Oh, I know! I would roll my eyes, too. But this shrewd, funny buddy-cop story about anthropomorphic animals pulls it off without a hint of preachiness. How? By inventing situations that mimic real-life issues without (for the most part) being direct parallels to them, and by not following a consistent pattern of this animal representing that race, and so forth. In an early scene, a bunny seems to be the stand-in for African Americans, bullied by a fox (with a redneck Southern accent) who pledges to keep bunnies in their place. But in other scenes, it’s the bunnies who represent white bigots, with foxes as the oppressed, mistrusted class. In still other scenes, the corollaries are broader — not foxes and bunnies, but predators and prey, or large animals vs. small ones.

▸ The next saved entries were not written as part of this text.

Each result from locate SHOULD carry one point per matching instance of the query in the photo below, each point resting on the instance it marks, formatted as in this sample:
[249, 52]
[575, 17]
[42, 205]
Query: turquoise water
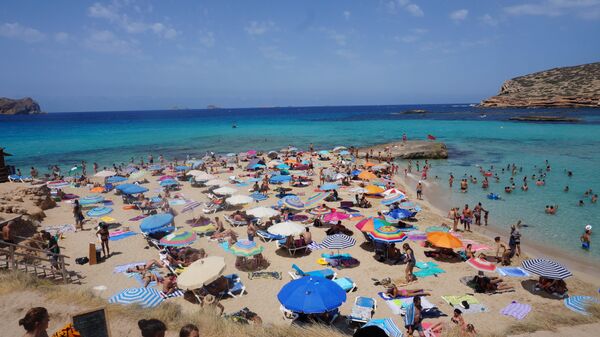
[68, 138]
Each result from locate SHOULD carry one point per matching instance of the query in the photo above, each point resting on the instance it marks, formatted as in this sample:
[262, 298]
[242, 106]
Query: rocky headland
[568, 87]
[23, 106]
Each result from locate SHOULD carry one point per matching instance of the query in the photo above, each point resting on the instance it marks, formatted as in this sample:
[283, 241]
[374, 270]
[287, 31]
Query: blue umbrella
[329, 187]
[146, 297]
[99, 211]
[157, 223]
[311, 295]
[115, 179]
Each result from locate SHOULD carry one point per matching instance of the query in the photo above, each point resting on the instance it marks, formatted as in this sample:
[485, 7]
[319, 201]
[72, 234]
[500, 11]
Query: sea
[475, 138]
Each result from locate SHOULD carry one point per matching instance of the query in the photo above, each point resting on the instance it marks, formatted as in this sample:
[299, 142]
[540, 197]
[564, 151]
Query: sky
[137, 55]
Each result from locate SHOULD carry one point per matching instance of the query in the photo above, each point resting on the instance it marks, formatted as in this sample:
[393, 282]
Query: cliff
[570, 87]
[24, 106]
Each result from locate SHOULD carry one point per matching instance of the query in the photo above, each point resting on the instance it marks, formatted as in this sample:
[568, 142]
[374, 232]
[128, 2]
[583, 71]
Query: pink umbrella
[336, 216]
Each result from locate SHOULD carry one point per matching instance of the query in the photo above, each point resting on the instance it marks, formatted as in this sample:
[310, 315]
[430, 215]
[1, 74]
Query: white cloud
[113, 13]
[275, 54]
[19, 32]
[459, 15]
[105, 41]
[256, 28]
[553, 8]
[489, 20]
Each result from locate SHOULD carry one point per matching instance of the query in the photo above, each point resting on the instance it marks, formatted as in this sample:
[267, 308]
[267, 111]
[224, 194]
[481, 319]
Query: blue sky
[128, 55]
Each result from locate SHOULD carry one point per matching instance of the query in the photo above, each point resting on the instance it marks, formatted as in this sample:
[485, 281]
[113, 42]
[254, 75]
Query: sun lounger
[298, 273]
[362, 310]
[346, 283]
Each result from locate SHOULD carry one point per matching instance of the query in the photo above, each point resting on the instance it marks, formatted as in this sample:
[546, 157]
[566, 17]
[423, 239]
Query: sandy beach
[261, 293]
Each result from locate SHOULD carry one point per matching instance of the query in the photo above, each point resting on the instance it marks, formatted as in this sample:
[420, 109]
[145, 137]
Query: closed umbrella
[546, 268]
[311, 295]
[201, 273]
[286, 228]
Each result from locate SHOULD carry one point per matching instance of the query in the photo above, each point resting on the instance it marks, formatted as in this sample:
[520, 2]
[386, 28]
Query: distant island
[23, 106]
[568, 87]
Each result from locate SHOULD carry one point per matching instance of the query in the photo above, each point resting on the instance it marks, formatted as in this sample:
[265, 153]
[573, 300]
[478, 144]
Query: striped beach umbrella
[482, 265]
[99, 211]
[387, 325]
[338, 241]
[580, 304]
[146, 297]
[547, 268]
[388, 234]
[246, 248]
[179, 239]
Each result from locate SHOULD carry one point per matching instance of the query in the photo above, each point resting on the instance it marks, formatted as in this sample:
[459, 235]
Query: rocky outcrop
[412, 149]
[24, 106]
[570, 87]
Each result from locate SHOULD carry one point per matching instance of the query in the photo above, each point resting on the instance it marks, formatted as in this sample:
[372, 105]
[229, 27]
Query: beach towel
[512, 272]
[516, 310]
[123, 267]
[139, 217]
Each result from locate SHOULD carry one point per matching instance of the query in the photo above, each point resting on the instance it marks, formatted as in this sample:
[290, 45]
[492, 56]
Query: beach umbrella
[239, 200]
[246, 248]
[262, 212]
[335, 216]
[482, 265]
[329, 187]
[225, 190]
[366, 175]
[91, 199]
[286, 228]
[546, 268]
[178, 239]
[201, 273]
[105, 173]
[293, 202]
[311, 295]
[369, 224]
[145, 297]
[157, 223]
[444, 240]
[580, 304]
[138, 174]
[387, 325]
[388, 234]
[338, 241]
[216, 182]
[98, 211]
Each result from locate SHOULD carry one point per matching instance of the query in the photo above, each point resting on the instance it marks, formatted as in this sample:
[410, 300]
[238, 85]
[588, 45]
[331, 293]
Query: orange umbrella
[443, 240]
[366, 175]
[373, 189]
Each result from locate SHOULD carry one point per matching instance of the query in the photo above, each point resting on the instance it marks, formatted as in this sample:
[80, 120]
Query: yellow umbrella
[444, 240]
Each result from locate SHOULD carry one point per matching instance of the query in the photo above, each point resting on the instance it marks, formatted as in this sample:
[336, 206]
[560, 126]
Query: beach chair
[346, 283]
[268, 237]
[297, 273]
[362, 310]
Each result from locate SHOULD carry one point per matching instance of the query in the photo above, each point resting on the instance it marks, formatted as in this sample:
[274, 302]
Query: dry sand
[261, 296]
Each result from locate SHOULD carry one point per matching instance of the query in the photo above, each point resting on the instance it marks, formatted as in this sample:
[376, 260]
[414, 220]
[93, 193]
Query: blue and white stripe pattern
[579, 304]
[338, 241]
[146, 297]
[547, 268]
[387, 325]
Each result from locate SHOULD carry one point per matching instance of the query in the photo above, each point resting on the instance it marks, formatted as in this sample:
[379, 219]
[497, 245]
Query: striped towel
[516, 310]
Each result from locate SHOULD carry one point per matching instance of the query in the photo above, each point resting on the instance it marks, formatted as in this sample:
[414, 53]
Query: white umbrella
[238, 199]
[105, 173]
[286, 228]
[201, 273]
[262, 212]
[216, 182]
[226, 190]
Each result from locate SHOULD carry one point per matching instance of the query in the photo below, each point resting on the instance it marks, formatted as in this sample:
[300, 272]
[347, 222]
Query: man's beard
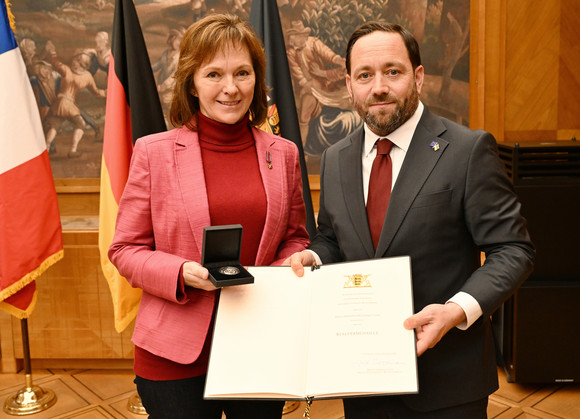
[403, 111]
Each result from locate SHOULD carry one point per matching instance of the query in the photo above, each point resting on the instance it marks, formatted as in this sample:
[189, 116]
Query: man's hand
[299, 260]
[196, 276]
[433, 322]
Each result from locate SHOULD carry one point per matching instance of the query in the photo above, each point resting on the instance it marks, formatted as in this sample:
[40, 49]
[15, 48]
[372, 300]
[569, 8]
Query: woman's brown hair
[201, 42]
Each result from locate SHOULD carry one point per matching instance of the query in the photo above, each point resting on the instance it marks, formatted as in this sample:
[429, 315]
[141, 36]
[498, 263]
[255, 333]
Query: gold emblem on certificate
[357, 281]
[229, 270]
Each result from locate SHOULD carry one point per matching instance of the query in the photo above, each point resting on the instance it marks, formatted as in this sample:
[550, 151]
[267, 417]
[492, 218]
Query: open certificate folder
[336, 332]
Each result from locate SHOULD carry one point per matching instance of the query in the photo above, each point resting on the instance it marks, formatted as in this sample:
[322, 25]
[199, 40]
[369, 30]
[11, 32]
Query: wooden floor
[99, 394]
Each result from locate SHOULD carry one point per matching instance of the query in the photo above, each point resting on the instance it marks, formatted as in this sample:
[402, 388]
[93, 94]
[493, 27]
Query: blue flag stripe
[7, 40]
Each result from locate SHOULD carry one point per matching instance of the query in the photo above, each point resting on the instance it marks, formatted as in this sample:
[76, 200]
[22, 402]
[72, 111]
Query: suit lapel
[350, 162]
[272, 164]
[191, 179]
[419, 162]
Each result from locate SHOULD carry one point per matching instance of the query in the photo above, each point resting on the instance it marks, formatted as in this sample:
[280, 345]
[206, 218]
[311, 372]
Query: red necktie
[379, 189]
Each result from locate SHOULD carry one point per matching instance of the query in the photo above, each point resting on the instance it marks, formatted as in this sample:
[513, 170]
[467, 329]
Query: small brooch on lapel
[269, 159]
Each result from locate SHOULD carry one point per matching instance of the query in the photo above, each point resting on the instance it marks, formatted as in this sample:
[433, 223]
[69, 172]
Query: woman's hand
[196, 276]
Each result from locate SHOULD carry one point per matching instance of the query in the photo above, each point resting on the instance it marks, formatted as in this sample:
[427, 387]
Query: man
[450, 200]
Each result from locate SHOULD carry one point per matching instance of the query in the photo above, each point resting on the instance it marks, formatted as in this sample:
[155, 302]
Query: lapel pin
[269, 159]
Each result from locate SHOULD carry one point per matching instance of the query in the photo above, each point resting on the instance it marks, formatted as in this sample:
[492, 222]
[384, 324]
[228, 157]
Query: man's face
[382, 85]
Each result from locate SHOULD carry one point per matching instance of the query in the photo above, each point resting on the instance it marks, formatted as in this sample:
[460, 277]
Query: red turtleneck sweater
[236, 196]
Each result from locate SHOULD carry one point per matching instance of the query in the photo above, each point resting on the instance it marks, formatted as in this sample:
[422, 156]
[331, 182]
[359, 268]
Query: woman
[217, 168]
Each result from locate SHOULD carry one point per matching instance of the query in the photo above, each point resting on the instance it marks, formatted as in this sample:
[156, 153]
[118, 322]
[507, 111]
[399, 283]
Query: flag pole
[30, 399]
[135, 406]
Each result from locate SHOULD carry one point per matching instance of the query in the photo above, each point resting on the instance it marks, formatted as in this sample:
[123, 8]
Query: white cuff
[469, 305]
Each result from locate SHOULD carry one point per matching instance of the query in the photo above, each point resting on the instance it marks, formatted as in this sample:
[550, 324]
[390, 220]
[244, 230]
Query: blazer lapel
[191, 179]
[420, 160]
[272, 164]
[350, 162]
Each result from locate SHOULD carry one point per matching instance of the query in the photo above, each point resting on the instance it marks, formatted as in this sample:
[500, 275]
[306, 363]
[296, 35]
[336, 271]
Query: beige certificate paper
[336, 332]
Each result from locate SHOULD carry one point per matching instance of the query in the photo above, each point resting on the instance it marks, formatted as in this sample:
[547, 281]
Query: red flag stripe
[118, 148]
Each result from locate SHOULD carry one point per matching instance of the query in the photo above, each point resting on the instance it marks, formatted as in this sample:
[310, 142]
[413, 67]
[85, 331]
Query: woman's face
[225, 84]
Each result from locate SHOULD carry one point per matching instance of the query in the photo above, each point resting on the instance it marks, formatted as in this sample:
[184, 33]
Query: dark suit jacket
[446, 206]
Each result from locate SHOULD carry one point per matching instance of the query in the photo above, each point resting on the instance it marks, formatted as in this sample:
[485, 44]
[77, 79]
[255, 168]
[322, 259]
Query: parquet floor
[100, 394]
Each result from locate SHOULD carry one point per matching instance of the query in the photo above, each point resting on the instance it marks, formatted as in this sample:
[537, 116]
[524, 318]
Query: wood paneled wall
[525, 55]
[524, 85]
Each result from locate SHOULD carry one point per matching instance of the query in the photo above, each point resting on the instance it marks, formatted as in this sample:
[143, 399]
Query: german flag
[133, 110]
[282, 115]
[31, 234]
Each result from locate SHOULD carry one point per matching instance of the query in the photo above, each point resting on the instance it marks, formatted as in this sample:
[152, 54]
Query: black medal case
[220, 254]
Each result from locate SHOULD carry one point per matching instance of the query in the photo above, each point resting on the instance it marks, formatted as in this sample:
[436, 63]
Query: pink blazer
[160, 226]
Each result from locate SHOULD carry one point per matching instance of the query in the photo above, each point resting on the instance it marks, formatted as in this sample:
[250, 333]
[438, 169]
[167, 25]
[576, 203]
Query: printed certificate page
[336, 332]
[358, 344]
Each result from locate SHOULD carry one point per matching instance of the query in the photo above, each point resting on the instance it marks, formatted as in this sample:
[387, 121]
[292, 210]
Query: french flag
[30, 228]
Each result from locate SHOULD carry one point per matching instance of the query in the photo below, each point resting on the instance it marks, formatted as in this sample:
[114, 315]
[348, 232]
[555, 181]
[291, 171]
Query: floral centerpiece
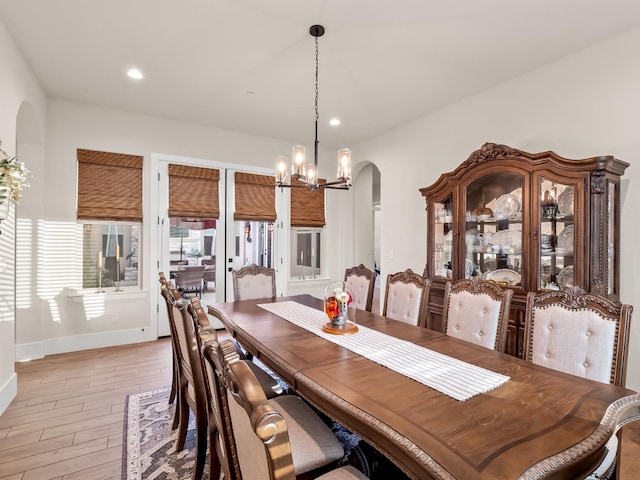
[13, 178]
[336, 302]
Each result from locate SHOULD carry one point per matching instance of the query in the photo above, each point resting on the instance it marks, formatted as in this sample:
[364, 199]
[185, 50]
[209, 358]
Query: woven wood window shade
[109, 186]
[255, 197]
[193, 192]
[307, 207]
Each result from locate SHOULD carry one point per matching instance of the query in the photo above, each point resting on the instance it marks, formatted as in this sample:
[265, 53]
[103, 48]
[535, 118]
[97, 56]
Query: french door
[221, 244]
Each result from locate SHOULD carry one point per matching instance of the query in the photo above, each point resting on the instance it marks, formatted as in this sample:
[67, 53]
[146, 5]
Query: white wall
[584, 105]
[19, 92]
[56, 319]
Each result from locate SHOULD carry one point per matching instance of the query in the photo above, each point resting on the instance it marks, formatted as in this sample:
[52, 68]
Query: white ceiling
[382, 63]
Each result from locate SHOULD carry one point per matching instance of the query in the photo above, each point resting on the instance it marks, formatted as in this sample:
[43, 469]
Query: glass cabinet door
[493, 228]
[612, 263]
[557, 239]
[443, 239]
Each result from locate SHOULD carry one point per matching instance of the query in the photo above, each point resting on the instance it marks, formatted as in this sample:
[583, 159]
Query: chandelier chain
[316, 104]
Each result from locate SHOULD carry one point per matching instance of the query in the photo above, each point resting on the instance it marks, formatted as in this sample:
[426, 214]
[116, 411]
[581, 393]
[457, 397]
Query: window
[110, 257]
[110, 212]
[306, 248]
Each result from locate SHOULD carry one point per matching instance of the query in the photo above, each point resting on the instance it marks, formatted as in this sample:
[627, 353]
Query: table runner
[453, 377]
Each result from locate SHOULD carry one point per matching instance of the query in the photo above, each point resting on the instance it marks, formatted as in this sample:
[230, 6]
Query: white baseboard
[52, 346]
[8, 392]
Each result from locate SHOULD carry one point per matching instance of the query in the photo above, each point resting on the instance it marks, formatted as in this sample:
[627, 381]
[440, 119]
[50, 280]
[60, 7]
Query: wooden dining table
[541, 423]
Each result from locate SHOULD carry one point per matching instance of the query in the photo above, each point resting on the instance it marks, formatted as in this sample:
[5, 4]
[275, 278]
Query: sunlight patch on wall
[59, 261]
[24, 274]
[94, 305]
[7, 267]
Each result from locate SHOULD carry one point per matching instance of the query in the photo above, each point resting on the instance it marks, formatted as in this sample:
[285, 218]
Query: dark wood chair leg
[183, 423]
[201, 447]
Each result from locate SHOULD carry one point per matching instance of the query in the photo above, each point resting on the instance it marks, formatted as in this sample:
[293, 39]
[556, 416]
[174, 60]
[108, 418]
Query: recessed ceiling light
[135, 73]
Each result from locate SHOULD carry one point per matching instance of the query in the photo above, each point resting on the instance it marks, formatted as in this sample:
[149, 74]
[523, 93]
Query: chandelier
[307, 174]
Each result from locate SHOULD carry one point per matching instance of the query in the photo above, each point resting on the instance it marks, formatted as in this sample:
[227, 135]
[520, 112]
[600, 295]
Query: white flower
[14, 174]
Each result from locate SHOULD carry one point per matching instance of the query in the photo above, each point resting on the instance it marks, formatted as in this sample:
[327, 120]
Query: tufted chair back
[254, 282]
[406, 296]
[361, 283]
[578, 333]
[477, 311]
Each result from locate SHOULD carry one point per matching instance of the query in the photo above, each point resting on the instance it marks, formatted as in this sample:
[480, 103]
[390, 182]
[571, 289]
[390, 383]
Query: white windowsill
[109, 295]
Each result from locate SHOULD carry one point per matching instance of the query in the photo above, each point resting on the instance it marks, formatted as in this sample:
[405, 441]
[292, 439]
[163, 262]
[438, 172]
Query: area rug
[149, 443]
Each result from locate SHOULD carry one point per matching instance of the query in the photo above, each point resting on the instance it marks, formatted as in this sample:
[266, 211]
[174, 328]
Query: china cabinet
[528, 221]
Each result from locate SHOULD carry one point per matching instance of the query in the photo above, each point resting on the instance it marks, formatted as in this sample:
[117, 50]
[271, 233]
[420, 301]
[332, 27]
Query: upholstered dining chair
[191, 389]
[579, 333]
[254, 281]
[361, 283]
[582, 334]
[222, 450]
[477, 311]
[274, 440]
[270, 385]
[406, 296]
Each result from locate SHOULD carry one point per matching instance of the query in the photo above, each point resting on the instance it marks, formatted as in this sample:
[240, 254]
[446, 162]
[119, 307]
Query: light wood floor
[67, 420]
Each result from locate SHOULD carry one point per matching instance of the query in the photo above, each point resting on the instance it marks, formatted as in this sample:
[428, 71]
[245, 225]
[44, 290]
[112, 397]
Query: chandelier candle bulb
[281, 170]
[311, 174]
[344, 164]
[297, 167]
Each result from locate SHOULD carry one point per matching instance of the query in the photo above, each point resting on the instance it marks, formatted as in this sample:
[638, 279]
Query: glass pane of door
[443, 238]
[192, 242]
[556, 235]
[612, 264]
[493, 228]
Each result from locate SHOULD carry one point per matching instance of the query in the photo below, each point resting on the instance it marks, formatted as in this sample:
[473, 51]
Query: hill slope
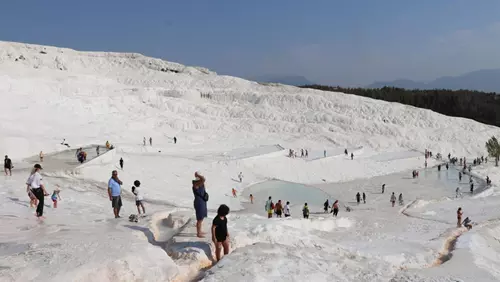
[112, 96]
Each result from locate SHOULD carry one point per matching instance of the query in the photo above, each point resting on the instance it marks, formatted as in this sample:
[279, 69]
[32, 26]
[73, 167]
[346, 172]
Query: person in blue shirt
[114, 192]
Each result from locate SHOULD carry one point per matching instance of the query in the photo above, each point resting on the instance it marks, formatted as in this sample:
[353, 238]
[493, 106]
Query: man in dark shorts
[114, 192]
[220, 235]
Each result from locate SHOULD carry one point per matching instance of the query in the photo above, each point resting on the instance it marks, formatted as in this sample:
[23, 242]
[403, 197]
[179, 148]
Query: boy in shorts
[138, 197]
[220, 235]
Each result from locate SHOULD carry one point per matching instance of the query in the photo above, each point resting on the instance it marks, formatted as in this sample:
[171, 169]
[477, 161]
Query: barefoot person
[200, 202]
[220, 235]
[36, 187]
[7, 165]
[459, 217]
[114, 192]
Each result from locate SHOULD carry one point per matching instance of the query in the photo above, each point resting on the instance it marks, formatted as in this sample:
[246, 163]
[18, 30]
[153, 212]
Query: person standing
[138, 197]
[7, 165]
[114, 193]
[269, 207]
[200, 202]
[55, 197]
[220, 235]
[459, 217]
[335, 208]
[305, 211]
[393, 199]
[35, 185]
[286, 210]
[278, 209]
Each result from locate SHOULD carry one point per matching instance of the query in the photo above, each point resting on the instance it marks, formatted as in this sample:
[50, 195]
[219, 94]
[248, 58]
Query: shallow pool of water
[295, 193]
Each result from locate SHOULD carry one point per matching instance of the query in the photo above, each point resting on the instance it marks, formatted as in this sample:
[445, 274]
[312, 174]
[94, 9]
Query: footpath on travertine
[67, 159]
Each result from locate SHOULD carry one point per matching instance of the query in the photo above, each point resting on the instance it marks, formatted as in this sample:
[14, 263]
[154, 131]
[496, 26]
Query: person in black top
[220, 236]
[7, 165]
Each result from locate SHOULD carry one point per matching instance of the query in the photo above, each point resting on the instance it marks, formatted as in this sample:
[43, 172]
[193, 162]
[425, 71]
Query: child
[335, 209]
[220, 235]
[55, 196]
[305, 211]
[278, 209]
[287, 209]
[138, 197]
[467, 223]
[33, 199]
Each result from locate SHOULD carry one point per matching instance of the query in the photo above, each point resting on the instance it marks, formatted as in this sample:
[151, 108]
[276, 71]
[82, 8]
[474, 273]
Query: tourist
[114, 193]
[35, 185]
[220, 235]
[200, 202]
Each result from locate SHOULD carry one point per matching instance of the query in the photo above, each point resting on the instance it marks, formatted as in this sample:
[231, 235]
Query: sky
[347, 43]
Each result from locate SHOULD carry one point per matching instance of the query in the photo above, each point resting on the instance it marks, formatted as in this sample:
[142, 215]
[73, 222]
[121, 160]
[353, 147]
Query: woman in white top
[35, 185]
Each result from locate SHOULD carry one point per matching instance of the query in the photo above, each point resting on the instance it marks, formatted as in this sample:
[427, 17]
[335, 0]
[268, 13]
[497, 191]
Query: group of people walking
[304, 153]
[278, 209]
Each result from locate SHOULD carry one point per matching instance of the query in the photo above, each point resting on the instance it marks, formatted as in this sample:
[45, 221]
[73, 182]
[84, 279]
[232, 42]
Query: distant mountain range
[294, 80]
[481, 80]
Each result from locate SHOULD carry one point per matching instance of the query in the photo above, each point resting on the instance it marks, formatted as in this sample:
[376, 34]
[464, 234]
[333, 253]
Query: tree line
[480, 106]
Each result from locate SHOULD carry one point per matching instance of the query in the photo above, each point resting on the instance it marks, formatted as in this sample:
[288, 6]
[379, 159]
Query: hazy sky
[332, 42]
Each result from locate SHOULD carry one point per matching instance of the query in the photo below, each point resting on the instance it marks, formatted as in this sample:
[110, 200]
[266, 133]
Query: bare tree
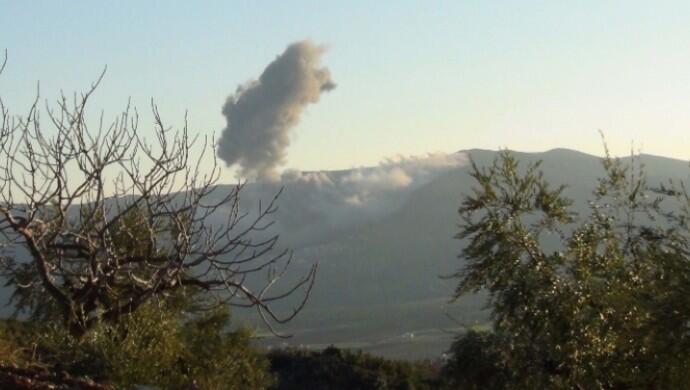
[110, 220]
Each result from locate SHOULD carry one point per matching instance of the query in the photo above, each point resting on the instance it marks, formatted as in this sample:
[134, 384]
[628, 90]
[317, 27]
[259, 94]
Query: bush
[159, 347]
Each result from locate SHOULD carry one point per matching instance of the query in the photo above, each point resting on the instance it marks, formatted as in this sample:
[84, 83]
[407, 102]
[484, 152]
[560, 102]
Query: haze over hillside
[378, 285]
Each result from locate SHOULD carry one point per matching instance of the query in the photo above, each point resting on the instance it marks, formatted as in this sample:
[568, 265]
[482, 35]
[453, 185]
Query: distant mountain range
[379, 281]
[383, 237]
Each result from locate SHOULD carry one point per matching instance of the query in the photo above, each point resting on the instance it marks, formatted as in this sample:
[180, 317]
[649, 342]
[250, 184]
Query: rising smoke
[261, 113]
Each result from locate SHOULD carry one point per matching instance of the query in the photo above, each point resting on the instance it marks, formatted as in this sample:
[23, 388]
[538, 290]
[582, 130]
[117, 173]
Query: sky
[413, 77]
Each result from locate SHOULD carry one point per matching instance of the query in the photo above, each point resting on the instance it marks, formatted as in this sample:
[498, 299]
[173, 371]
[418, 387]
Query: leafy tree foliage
[337, 369]
[158, 346]
[593, 301]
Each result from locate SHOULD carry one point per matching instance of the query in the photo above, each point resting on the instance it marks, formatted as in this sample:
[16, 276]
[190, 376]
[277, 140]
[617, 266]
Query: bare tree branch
[110, 219]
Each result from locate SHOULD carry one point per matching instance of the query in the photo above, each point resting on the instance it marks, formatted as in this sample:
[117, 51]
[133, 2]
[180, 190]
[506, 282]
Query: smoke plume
[261, 113]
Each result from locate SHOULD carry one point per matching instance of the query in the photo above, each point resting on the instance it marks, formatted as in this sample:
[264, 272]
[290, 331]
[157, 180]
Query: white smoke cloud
[261, 114]
[318, 203]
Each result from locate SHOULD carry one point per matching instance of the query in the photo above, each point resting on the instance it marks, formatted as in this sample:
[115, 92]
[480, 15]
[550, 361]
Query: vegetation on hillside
[606, 308]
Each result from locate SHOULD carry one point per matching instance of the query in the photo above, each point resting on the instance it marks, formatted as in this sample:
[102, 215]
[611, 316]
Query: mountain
[379, 286]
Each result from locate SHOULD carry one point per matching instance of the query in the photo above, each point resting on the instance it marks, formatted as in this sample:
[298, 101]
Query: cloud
[261, 114]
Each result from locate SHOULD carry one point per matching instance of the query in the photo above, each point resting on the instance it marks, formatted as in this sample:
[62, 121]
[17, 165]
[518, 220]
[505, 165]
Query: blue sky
[413, 77]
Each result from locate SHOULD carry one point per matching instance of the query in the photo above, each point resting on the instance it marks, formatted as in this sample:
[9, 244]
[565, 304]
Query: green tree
[592, 301]
[107, 220]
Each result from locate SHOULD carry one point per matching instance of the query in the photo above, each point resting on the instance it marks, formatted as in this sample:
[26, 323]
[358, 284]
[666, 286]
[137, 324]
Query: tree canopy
[581, 301]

In short, each animal has its moments of prejudice and acceptance, of being right and being wrong, of being fearful and being brave. By not letting the story be boiled down to one simple allegory, “Zootopia” conveys its message without being political, inflammatory, or controversial. You might say this dilutes it, that it would have been more effective if they’d gone all the way with #foxlivesmatter. But that’s too narrow a view, and a potential turnoff for audiences (who, after all, just want to see a funny cartoon about talking animals). The movie’s broader take is one that only a die-hard racist could disagree with: that we can acknowledge the differences between our “species” without being unequal, and that while our feelings of bigotry and fear often come from honest emotional reactions (the bunny really did have a traumatic experience with a fox), we must overcome those impulses and judge one another as individuals, not as groups.

Also, no matter how “different” it looks to you, don’t touch the lamb’s woolly hair without her permission. And I know you hear bunnies call each other “cute,” but it’s kind of offensive when non-bunnies use that term. And just watch that fox cringe when someone refers to him as “articulate.” You get the idea.

“Zootopia” is set in a world where predators and prey evolved into a peaceful co-existence and live in human-like cities together. (It’s never explained what the predators eat instead of other animals, nor is there any reference to humans or non-mammals. Just go with it.) Judy Hopps (voice of Ginnifer Goodwin), an optimistic young rabbit, is the first of her species to become a police officer in the bustling metropolis of Zootopia. Not taken seriously by Chief Bogo (Idris Elba), a water buffalo, or by any of her fellow cops, who are various mid-sized animals, she’s assigned to be a meter maid.

Undaunted, Judy Hopps is determined to make a difference in her community. She takes on a “missing mammal” case that no one else has time for because she’s touched by Mrs. Otterton’s (Octavia Spencer) pleas for help. And in the process of investigating, she teams up with a street-wise con artist named Nick Wilde (Jason Bateman), a sly fox who challenges Judy’s preconceived notions about foxes (and who has some serious trust issues with police).

Directed by Byron Howard (“Tangled”) and Rich Moore (“Wreck-It Ralph”), and written by Phil Johnston (“Cedar Rapids,” “Wreck-It Ralph”) and Jared Bush, the film is modeled on the buddy-cop formula, following that pattern of clue-finding, false leads, red herrings, and eventual mystery-solving. But it also discovers many clever ways to exploit the animals-as-humans setting, including a nudist colony run by a hippie yak (Tommy Chong), a DMV staffed entirely by sloths, and an arctic shrew who’s a Mafia kingpin. There are gags based on the relative size of the animals (Judy is a giant in the Little Rodentia neighborhood) and on the human-like rules applied to them (as when an employee at an elephant-owned ice cream shop is chastised for spraying toppings out of his trunk).

It’s consistently cheerful and funny, never heavy-handed, even when serious issues are being hinted at. Kids will undoubtedly enjoy it (what brightly colored entertainment with talking animals DON’T kids enjoy?), but this one seems meant more for adults who can appreciate its ingeniously fabricated world and its big-hearted ideals.

B+ (1 hr., 48 min.; PG, mild thematic elements and rude humor.)